We Need to Belong

We Need to Belong

Tap into the Power of Human Connectivity to Attract Long-Term Members

In their book The Blue Zones, authors Gianni Pes and Michel Poulain identified regions of the world where people live exceptionally long lives, many over 100 years. Not only are people living longer in these regions; they have fewer illnesses and enjoy more quality years of life. Once the authors narrowed down these “longevity hotspots”—from Japan to California—they looked for common characteristics that contributed to people’s long lives. They discovered just six key factors, one which was social engagement.

Hardwired to Connect

From our early origins, human beings have been herd animals, wandering in groups before eventually creating settlements and cities. Congregating kept us safe from predators, starvation, and the elements. Even with these ancient pressures long gone, we still feel the need to gather today—in churches, in stadiums, in book clubs, at sci-fi conventions, and in member organizations. We need to belong. And, according to the The Blue Zones, we’re better for it.

Among many benefits, including health and happiness, being part of a group makes us feel secure and more likely to show our true colors, thus facilitating even deeper, more meaningful connections with others. Vulnerability researcher Brené Brown put it this way: “Those who have a strong sense of love and belonging have the courage to be imperfect.”

Belonging Hypothesis

Psychologists Roy Baumeister and Mark Leary developed a “belonging hypothesis” that suggests humans are hardwired to form bonds and are reluctant to break them.

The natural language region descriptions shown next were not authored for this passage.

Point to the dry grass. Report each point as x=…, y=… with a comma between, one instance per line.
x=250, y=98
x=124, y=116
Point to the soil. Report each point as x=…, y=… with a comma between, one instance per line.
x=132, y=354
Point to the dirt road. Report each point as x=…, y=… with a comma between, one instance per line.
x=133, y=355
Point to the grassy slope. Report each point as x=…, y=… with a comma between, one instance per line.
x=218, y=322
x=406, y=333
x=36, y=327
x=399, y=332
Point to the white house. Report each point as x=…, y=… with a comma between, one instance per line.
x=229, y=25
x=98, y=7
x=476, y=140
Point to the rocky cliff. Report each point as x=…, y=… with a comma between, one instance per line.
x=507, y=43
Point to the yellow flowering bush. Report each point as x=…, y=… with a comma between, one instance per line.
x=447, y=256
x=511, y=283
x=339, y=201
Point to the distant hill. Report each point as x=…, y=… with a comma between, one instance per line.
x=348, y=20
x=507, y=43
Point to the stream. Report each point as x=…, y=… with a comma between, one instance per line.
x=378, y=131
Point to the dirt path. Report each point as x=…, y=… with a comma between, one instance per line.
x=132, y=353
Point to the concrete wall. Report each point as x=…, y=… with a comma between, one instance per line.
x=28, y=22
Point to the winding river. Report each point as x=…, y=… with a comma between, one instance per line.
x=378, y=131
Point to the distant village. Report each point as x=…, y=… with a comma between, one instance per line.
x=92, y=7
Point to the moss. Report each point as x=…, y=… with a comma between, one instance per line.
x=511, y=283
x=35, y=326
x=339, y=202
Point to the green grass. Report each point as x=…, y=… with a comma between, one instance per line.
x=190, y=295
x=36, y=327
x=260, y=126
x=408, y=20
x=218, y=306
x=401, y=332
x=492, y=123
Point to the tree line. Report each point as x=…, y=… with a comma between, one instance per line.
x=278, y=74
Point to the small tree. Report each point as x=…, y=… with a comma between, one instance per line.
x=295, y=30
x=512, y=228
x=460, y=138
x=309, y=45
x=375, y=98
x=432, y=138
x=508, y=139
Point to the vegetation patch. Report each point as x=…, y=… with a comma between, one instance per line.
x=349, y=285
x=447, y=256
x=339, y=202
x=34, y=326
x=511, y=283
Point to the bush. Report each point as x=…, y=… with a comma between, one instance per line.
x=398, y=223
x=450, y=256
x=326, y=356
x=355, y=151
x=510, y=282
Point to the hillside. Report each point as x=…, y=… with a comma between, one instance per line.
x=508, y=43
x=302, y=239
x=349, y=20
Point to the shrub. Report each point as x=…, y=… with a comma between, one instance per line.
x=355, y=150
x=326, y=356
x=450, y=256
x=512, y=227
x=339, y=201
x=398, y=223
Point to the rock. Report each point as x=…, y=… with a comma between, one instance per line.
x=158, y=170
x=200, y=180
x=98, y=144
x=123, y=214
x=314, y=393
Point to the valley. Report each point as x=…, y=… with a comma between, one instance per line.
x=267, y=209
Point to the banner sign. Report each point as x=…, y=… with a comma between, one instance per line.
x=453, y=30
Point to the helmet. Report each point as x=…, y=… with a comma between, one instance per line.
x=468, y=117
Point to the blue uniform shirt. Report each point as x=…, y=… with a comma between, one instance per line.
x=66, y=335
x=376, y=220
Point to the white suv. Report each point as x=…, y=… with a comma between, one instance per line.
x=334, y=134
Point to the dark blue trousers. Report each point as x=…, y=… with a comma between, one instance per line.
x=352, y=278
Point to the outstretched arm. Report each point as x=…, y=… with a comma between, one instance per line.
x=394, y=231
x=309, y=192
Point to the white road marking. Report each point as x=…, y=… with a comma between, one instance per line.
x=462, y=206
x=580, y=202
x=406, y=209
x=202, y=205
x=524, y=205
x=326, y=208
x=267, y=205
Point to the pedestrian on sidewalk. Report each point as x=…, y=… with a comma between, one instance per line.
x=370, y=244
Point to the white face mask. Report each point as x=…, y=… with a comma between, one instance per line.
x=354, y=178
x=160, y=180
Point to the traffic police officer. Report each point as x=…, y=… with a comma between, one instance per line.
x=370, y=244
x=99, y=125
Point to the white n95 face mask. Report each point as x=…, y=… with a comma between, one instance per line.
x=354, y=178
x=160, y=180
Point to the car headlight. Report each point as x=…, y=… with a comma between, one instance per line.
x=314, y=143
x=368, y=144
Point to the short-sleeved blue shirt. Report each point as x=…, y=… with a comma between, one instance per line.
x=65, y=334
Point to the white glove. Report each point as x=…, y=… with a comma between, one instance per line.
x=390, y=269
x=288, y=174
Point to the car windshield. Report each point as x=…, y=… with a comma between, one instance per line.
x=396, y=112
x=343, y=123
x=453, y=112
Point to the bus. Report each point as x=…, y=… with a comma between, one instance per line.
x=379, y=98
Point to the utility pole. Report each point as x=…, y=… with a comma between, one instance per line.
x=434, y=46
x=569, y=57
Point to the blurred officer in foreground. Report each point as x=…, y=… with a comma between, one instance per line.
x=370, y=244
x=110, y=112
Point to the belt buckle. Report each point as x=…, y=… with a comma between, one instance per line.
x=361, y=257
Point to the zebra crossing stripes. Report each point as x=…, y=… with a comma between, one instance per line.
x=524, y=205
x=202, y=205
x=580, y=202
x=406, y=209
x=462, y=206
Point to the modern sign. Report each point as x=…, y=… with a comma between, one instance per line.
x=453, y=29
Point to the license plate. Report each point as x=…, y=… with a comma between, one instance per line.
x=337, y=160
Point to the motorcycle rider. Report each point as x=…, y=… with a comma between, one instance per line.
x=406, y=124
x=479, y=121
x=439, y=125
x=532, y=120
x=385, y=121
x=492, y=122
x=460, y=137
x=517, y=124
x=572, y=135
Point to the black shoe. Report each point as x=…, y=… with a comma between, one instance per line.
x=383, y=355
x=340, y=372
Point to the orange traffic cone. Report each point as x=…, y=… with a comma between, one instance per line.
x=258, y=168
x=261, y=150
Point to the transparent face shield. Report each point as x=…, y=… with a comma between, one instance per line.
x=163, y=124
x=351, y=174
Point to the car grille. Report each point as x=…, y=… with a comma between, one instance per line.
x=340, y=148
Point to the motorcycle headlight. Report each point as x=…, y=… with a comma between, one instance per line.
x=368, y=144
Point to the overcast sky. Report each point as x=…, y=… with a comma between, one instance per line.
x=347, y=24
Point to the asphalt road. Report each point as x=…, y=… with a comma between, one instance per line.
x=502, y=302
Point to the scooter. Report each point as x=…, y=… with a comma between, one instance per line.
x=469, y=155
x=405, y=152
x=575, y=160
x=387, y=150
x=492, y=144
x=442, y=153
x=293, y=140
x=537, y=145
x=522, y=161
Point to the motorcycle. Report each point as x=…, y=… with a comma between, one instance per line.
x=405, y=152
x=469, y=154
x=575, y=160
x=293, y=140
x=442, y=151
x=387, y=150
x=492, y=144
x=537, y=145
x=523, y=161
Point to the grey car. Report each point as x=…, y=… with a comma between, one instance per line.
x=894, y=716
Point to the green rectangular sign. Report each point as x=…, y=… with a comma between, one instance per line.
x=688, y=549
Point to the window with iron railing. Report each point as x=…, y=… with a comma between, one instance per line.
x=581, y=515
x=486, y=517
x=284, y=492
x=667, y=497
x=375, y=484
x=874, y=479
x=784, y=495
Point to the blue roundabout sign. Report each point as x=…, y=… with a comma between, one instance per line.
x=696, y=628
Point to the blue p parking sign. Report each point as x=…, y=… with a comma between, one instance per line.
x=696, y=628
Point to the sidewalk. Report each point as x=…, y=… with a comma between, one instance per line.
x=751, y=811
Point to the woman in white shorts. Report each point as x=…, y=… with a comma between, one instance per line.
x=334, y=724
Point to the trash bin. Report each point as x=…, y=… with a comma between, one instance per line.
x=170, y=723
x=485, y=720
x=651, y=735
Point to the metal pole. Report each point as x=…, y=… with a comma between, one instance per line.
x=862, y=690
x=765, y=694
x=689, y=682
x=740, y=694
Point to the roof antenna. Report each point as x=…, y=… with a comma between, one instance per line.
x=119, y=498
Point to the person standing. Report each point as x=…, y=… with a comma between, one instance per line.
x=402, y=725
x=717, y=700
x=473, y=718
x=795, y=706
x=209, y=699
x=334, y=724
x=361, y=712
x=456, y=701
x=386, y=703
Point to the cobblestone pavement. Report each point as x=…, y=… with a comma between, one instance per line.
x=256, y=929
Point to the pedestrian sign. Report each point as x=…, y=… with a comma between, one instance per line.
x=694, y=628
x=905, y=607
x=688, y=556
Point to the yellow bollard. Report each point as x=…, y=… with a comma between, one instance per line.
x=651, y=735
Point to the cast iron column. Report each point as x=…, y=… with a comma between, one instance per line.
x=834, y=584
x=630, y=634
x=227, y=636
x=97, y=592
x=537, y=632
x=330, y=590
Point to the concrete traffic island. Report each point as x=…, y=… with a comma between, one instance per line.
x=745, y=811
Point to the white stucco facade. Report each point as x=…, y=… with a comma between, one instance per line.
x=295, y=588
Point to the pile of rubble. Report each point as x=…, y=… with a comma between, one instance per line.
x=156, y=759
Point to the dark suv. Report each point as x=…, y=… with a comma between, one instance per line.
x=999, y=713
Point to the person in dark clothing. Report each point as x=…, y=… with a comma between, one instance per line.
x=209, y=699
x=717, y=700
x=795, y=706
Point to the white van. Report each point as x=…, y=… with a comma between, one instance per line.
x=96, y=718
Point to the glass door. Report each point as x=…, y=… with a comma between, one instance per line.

That means once you hook a member, you’re likely to keep them. The psychologists also pointed out that people prefer a few close relationships rather than many casual friendships. You must prove your value to members or they won’t have room for you in their circle.

Baumeister and Leary suggest two criteria for developing a sense of belonging:
  1. frequent, positive interactions with the same individuals
  2. engaging in these interactions within a framework of long-term, stable care and concern

Note that frequency alone isn’t enough to draw people in. Interaction with your members must be positive, and you must exhibit stability and genuine concern for their interests (not just furthering your own). If you’re pumping out regular e-blasts without considering the needs of your base, people won’t feel connected to you. They won’t let you in their loop and they won’t join yours.

Inspiring Connectivity

Our need to belong and connect is one reason member organizations exist. You offer security, support, and concern for people who are looking for those same things. People thrive in groups—but not just any group. That’s where inspiration comes in. Tell your stories, resonate with audience worldviews, draw people to you, and you’ll build positive, beneficial connections that last for years and years.